Ingediend | 13 maart 2014 |
---|---|
Beantwoord | 1 april 2014 (na 19 dagen) |
Indieners | Eric Smaling , Liesbeth van Tongeren (GL), Stientje van Veldhoven (D66) |
Beantwoord door | Wilma Mansveld (staatssecretaris infrastructuur en waterstaat) (PvdA) |
Onderwerpen | luchtvaart verkeer |
Bron vraag | https://zoek.officielebekendmakingen.nl/kv-tk-2014Z04681.html |
Bron antwoord | https://zoek.officielebekendmakingen.nl/ah-tk-20132014-1596.html |
Het Rijk heeft in de Luchtvaartnota aangegeven voorstander te zijn van de ontwikkeling van luchthaven Twente mits daarvoor een marktpartij gevonden zou worden.
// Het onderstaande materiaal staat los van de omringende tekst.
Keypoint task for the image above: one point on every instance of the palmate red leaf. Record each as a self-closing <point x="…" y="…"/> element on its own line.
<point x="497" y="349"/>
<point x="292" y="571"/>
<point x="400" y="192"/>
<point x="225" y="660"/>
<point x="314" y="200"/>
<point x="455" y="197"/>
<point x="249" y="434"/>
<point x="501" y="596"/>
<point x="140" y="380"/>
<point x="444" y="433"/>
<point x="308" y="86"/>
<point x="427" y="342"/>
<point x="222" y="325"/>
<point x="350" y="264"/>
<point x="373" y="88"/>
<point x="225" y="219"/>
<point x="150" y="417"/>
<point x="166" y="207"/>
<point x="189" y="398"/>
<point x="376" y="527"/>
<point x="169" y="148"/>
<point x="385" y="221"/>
Area Development Twente (hierna: ADT) heeft als gebiedsontwikkelaar van de militaire vliegbasis de ontwikkeling en exploitatie van de burgerluchthaven Twente aanbesteed. De aanbesteding heeft geleid tot ondertekening van een Concessieovereenkomst op 26 september 2013 tussen ADT en het consortium Reggeborgh Invest B.V. en Aviapartner Holding N.V. Het consortium heeft inmiddels de Exploitatiemaatschappij Vliegveld Twente B.V. (hierna: exploitatiemaatschappij) opgericht. De genoemde marktpartij is daarmee gevonden.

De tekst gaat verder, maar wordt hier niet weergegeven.